After that it was software development/operations and system management - UNIX/VMS, then unix all the way. Been a bit lucky. Worked with the smallest UNIX systems and the largest (CRAY C90, SGI Origins in a supercomputer center). Always did like assember languages... the most advanced ever used was the VAX assembler, least advanced was my own (for an 8080 while still an undergrad). My last job (before retiring some years ago) was in security and maintenance of Kerberos for the DoD high performance modernization office.

Stack machines were always a bit of fun to write, but hardware capabilities exceeded the use of stack machines. Their fatal weakness is also their strength - the stack. It makes a truly horrible bottleneck for hardware implementation - they just can't be made fast, and that is why hardware is always register based.

As a targeted application tool though, it becomes very useful - the goal there is to push the actual time consuming operations into the virtual instruction set - which is why the JVM works even as well as it does - the class activation code is likely the slowest ever... but it is only one instruction in the JVM, and a slow one. The only reason the JVM works is being able to throw high speed CPUs at it. The Java card stuff is REALLY slow (and incomplete), and doesn't even really count as java anymore except in name.

schmitta · 11-09-2013, 01:37 PM

I want to transfer programs securely from a web site to an internet connected device. I want to encode/decode the program data with a c program. Do you know of any programs to do this? Thanks.

jpollard · 11-09-2013, 02:27 PM

Quote:

Originally Posted by schmitta

I want to transfer programs securely from a web site to an internet connected device. I want to encode/decode the program data with a c program. Do you know of any programs to do this? Thanks.

That is what OpenSSL provides.

It isn't necessarily simple to use, but there are examples (it comes with a sample client and a server, though they do not recommend using the openssl utility itself for that). And the Apache web server supports ssl. Now, the device does have to have a fairly significant amount of memory and processing capability, but if it has TCP/IP then it likely does.

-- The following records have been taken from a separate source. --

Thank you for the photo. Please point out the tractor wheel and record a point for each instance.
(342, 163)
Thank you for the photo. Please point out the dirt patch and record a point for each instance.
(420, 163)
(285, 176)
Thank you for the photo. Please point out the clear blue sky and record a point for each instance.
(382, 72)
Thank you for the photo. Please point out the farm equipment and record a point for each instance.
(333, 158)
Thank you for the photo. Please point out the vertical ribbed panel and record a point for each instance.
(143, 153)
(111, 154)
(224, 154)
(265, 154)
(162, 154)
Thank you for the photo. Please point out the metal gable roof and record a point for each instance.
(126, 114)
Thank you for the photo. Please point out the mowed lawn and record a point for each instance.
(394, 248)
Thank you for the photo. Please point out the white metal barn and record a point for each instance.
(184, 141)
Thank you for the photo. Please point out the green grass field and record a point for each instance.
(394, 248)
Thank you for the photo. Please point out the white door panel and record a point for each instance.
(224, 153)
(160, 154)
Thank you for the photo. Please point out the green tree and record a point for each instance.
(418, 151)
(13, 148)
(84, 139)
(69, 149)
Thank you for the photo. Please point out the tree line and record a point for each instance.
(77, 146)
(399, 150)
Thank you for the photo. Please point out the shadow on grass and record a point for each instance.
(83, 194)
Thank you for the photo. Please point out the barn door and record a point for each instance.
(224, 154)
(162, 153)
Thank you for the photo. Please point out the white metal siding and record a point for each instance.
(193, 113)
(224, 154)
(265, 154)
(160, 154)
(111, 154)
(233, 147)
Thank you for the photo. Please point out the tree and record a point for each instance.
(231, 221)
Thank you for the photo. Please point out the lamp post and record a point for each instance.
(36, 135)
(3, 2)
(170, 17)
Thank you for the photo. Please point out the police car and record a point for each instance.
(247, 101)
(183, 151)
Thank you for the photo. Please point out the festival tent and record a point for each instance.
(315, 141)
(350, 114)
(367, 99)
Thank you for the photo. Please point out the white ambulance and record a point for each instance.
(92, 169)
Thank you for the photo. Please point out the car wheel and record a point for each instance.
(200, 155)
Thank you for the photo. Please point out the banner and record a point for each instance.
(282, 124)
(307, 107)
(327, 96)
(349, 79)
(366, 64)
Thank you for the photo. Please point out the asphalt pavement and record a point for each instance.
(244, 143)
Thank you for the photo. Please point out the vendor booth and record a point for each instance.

Note - SSL provides an implementation of TLI - it only protects the data between the server and the receiver. It does not protect the data on either end. You can also look at PGP for encryption/decryption. It isn't just for email.

jpollard · 11-10-2013, 06:11 AM

Finally... got the 4 phases of the instruction tests done. Some could be better... but the initial set
is working now. Fixed a table error in the assembler (and a masking oversight), and a few more instructions fixed. I under counted the number of tests needed. Final count 233 (so far). Most instructions needed 2 to 4 tests for various boundary conditions (overflow/carry not tested even now).

Next bit is to add the few overlooked operations (branching on overflow/carry, unsigned branches) and being able to set/clear condition codes.